楚文州顺着他的目光看过去,木架子没有被烧光的部分,隐隐约约能看出个人形来,底下一圈的余烬,还残存着冒着油的黑色不明块状物,他没来由的犯了阵恶心。
山生看他这样,笑了笑,“只要你不惹到我们大当家,应该是上不了这个架子的。”
“上一个这么死的人,是因为当面骂了大当家,不然你看,我们寨子里哪个不是对大当家言听计从?”
“你们这是害怕,而不是敬佩。”
“这有什么分别呢?”
山生睁着他的下三白,“毕竟,我也不是什么好人。”
“那你们不怕吗?不怕有朝一日,官府会出兵,剿灭了你们。”
楚文州问。
山生扭过头来看他,楚文州连忙摆手,“我就是随便问问,我一介布衣,管不了这么多。”
山生冷哼一声,“谅你也没这个本事,百无一用是书生。只有你们这些人,听官府的话,才会怕。”
楚文州看出他的愤懑,不言语,静静的等着他的下文。
“人都是得死的,好死不如赖活着,真到了那天,打不过就跑,打过了就一战成名。不过我看,官府里那群蛀虫,是不会给自己找事的。据说王都来了人,他们正忙着怎么把政绩做得好看些呢!”
“想不到二当家知道的还挺多的,我能冒昧问一下,你是为什么来当土匪?”
山生笑了,“活不起了呗,被生生逼到这份上的,不然谁会上赶着当土匪!”
“实话不瞒你说,我虽是个读书人,也常常自命不凡,无奈文不显思,屡屡落榜,倒是跟我同乡,看身世煊赫,实则蠢笨无比之人,考上了,我也渐渐地失了心气,不打算再考了。转而做起了生意,士农工商,是最末之术了。”
“呵——”山生冷笑一声,“你知道这是为什么吗?”
楚文州好奇的问:“为什么,二当家有何见解?”
“简单的很,如今的科考被世家大族把持着,你的名额被人占了去呗!”
“这未免太过……不可思议了。科举这般公平的考试,名字都是糊住的,层层监考,如何能作弊,更别说冒名顶替。”
“怎么不可能?!”
山生嗓音逐渐尖锐起来,“我落了三次榜,家里供我考试,我知道落榜另有原因之后去找县衙讨回公道,谁料我的父母被他们生生防火烧死,要不是那天晚上我不在,也就一并死了,你知道为什么吗?这都是为了给县上举人老爷的孩子腾位置!人命算得了什么!江州水患,有人敢来吗?!”

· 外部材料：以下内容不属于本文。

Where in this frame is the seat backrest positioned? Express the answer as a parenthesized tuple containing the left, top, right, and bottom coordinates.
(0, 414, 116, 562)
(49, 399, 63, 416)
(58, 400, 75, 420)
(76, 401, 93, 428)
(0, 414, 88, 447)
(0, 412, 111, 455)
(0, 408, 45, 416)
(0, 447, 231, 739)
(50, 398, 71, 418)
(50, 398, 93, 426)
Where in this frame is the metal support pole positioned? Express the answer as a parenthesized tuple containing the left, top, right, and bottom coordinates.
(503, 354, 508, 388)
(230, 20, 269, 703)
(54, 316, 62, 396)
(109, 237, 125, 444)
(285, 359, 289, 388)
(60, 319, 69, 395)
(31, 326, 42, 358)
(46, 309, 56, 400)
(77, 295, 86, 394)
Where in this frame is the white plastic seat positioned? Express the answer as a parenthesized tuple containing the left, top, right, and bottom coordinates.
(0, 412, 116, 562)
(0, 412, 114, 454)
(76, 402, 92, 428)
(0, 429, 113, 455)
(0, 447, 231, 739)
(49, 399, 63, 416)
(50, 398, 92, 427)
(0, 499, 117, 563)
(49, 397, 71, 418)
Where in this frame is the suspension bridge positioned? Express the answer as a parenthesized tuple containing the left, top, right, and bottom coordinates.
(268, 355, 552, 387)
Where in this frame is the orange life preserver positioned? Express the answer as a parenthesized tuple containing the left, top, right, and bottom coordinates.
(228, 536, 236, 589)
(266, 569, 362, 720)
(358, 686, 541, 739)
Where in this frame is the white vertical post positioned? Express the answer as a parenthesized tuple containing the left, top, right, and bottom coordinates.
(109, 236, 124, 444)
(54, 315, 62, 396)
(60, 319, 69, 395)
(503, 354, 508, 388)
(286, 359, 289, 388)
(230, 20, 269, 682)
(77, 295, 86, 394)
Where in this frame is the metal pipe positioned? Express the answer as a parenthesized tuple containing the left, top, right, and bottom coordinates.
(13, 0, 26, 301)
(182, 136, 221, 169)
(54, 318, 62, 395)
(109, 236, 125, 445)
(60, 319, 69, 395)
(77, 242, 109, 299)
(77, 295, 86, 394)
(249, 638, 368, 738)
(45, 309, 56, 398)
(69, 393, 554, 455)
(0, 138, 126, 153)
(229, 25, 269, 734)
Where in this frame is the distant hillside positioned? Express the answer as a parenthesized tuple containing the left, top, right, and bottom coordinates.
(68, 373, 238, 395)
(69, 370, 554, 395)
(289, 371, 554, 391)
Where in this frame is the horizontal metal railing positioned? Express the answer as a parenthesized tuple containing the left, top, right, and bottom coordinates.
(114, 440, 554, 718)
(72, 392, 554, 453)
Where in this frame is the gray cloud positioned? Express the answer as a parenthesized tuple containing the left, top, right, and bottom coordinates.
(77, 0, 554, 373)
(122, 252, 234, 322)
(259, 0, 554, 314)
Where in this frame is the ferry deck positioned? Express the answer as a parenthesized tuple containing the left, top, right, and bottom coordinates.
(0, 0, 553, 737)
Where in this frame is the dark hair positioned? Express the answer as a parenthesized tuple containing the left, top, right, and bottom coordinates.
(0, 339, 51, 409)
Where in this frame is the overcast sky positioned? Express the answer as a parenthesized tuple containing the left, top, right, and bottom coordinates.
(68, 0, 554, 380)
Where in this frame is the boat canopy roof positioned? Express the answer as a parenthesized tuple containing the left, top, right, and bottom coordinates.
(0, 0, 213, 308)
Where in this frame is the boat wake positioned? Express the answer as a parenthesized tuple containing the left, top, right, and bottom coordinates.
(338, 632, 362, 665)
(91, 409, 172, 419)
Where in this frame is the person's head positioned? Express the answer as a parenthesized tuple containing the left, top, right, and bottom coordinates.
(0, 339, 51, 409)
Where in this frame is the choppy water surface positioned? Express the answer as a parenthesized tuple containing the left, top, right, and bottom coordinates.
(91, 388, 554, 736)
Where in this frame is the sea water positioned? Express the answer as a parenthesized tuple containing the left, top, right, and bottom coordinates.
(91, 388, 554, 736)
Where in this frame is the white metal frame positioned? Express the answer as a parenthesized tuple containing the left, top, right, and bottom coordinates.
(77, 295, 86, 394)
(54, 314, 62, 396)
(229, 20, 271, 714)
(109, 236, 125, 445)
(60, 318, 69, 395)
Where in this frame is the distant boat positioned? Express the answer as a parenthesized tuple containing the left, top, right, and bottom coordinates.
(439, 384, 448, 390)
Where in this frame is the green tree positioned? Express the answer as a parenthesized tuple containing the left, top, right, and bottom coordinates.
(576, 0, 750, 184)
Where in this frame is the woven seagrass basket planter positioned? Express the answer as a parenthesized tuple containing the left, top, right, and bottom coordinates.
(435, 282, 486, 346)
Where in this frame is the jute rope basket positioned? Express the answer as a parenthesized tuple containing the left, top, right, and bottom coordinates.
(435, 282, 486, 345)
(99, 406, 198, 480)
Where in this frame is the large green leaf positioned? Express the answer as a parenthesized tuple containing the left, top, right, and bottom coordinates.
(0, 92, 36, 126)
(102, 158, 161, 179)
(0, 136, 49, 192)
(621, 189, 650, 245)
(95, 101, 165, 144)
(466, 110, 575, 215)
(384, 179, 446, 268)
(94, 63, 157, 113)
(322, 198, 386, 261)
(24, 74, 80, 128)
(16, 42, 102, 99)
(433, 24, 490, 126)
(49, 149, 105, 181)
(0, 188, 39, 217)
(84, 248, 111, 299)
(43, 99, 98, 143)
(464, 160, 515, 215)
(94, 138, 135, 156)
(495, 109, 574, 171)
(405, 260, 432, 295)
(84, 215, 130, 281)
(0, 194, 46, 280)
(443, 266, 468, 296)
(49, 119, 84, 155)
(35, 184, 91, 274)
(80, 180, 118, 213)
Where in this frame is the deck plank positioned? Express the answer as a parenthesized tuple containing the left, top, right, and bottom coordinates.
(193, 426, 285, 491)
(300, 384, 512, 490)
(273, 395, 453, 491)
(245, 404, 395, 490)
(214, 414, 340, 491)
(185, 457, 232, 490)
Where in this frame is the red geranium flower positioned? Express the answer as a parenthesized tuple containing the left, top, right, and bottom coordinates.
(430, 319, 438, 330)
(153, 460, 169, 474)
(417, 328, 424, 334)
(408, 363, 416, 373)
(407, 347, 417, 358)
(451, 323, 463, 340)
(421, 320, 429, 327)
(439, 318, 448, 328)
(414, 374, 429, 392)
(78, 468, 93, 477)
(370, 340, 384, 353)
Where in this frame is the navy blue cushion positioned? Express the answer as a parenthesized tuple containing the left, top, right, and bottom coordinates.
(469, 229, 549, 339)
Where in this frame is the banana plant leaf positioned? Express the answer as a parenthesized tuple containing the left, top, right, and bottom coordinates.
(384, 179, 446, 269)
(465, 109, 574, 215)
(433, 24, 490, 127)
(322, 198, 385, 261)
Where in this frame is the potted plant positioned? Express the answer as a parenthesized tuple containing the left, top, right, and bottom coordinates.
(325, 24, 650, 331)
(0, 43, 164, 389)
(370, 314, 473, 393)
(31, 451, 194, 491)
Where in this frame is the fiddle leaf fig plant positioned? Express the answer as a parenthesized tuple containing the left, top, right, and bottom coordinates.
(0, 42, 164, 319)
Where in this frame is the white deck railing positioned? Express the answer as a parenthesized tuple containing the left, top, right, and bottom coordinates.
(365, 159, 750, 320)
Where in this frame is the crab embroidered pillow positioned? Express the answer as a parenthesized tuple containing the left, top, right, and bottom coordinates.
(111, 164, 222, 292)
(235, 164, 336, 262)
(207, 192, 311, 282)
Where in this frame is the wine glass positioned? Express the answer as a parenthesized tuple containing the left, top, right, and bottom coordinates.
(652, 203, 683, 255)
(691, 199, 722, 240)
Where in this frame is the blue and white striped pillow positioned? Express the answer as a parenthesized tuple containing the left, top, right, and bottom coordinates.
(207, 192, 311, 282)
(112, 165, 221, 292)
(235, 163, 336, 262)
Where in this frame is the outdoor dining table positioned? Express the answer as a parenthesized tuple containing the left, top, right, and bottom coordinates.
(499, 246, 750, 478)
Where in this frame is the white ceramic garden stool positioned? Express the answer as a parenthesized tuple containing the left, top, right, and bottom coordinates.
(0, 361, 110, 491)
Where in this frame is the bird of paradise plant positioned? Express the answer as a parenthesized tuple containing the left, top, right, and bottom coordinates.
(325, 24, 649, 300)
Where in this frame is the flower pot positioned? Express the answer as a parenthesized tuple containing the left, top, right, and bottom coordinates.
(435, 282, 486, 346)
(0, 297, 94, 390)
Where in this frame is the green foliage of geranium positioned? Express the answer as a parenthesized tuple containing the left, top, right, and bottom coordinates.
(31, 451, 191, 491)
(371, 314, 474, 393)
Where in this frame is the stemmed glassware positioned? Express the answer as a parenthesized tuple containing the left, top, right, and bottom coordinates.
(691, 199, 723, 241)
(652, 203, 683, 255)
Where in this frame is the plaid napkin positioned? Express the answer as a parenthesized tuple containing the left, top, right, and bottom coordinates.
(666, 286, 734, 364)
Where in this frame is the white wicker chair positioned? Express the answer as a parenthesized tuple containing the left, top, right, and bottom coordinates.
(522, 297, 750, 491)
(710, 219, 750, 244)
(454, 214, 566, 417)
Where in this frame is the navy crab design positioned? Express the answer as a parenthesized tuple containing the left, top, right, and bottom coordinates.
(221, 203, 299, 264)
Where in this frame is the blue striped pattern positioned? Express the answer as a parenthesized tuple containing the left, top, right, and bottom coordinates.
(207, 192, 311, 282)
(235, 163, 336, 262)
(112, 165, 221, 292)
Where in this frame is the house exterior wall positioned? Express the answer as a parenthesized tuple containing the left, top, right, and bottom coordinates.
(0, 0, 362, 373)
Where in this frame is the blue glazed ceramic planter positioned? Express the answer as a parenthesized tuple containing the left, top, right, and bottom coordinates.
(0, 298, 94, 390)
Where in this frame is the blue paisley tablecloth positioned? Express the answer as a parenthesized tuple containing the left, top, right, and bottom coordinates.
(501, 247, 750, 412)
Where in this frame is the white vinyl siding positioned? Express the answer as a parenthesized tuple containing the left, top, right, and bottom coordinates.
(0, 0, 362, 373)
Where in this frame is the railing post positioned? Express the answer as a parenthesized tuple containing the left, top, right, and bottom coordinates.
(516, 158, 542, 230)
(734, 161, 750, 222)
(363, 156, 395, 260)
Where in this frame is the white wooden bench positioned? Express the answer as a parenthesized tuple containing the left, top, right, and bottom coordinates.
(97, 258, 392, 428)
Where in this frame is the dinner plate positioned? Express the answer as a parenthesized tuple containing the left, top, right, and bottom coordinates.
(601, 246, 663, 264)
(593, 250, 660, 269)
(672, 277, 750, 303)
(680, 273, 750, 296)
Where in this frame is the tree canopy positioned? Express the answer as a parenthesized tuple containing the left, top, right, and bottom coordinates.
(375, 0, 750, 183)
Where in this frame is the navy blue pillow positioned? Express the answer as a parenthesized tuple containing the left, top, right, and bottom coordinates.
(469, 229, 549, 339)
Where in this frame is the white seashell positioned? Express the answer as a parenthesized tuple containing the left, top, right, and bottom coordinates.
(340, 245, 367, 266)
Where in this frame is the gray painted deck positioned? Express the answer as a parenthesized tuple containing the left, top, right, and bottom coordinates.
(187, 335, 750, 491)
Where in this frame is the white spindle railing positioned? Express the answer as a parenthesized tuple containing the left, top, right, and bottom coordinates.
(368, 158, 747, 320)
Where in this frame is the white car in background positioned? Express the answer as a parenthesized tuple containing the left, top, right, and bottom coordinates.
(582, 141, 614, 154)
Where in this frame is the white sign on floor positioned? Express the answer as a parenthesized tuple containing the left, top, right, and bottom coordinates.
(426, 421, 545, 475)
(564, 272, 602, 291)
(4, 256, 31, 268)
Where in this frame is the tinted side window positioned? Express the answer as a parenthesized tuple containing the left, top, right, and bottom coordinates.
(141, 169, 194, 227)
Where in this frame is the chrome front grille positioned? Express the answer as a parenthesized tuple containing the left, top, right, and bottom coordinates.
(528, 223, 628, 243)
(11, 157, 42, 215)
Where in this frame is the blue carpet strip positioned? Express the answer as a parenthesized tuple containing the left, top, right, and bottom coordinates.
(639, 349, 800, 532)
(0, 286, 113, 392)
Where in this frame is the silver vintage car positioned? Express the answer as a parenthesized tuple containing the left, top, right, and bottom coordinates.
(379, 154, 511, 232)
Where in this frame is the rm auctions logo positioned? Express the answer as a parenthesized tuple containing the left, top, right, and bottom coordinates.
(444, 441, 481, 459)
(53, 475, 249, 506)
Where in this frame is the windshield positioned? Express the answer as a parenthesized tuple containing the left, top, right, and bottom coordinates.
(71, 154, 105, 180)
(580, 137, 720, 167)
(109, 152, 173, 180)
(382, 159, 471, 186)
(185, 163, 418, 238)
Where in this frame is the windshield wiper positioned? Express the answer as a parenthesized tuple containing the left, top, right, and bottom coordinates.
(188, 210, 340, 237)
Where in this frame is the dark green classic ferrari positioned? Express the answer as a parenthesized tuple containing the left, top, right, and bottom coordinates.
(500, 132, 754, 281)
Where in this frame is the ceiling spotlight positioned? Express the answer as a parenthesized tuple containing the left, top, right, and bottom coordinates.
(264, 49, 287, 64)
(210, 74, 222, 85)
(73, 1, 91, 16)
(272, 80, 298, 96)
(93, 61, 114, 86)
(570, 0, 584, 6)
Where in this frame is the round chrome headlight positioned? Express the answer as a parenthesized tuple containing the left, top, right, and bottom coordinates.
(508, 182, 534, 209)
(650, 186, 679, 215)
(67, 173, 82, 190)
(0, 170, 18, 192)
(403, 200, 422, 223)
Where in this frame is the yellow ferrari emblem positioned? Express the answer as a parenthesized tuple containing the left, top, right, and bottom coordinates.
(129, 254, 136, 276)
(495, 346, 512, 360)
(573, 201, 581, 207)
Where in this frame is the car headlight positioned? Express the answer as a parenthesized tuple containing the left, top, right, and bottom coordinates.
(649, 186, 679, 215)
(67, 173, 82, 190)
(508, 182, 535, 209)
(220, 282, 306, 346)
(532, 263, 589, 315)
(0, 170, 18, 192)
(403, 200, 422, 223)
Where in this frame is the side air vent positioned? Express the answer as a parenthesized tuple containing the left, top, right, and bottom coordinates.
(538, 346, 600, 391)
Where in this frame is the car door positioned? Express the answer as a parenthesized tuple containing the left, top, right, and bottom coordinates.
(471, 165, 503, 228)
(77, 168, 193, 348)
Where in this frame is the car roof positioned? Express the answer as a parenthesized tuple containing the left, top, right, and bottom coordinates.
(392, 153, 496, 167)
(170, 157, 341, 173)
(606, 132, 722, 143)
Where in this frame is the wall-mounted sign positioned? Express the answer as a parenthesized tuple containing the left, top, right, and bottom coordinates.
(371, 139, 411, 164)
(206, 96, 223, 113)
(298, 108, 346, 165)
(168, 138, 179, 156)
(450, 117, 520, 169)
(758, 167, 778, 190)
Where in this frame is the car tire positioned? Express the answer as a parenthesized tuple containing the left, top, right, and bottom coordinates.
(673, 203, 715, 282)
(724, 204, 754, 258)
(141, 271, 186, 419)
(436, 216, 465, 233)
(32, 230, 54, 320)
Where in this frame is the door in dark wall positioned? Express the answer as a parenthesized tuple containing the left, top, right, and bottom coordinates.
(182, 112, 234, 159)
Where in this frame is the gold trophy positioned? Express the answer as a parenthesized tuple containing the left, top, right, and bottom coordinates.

“就算是王都来的,天高皇帝远,出了点儿意外,死在路上,这难道算什么大事吗?”
楚文州看他情绪越来越高涨,对他的情况了解了个大概,心里五味杂陈,“二当家,你先别激动!”
“我怎么能不激动!”
山生一把甩开他,“少在这里假惺惺的充好人了,你不也是一样的惨。”
楚文州无奈的笑了笑,“我跟你不一样,二当家,我相信的是善恶有报,作恶的人总有一天会下地狱的。”
山生诧异的看他,“你还信这个?未免太好笑了吧。”
楚文州耸了耸肩,“你别不相信,那个上榜了的,无恶不作的小霸王新官上任三把火,第二把就把自己给烧死了,相信我,二当家,以你的本事,不会只是个山匪的。”
山生愣愣的看着他,“确有其事?”
“我骗你干什么?二当家,大当家昏迷的这段时间,寨子上上下下可都是你在操持,不是一点儿问题都没有吗?这不恰恰说明,你本身就是个很厉害的人,丝毫不逊于大当家,况且你比他有文化多了。”
“真是这样?”
“我一个外人,不好多说,总之我是诚心诚意的。”楚文州欲言又止。
“呵,真不愧是读书人,鬼话连篇。这话要是叫大哥听见,你的皮就没了。”
山生这么说,楚文州却知道自己已然成功了一小半。
山生带着他走到半路,突然又改了主意,“你看我差点儿忘了,他们现在都还没醒呢,我带你过去干什么?”
“我略同医术,说不定能帮上忙呢?”
楚文州一本正经的开始胡扯。
山生打定了主意,挥了挥手,“我们寨子上也有会医术的,不差你一个。”
楚文州笑着同他分离,转身又跑回了刚才的地方。
他非得搞清楚不可。
有了惊艳,他这次的动作麻利的很,推门进去,发现竟然是个小姑娘。
他满腹狐疑,走过去,只见小姑娘正躺在稻草堆上,生死不明。
这是怎么回事?
他凑近一看才发现对方的腿受了伤,鲜血淋漓,倘若救治不及时,今后保不齐会落下病根。
小姑娘估摸十六七岁,猛地睁开了眼,楚文州眼疾手快地捂住她的嘴,低声道:“别害怕,我跟他们不是一伙的,我不会对你怎么样的,你这是怎么回事?”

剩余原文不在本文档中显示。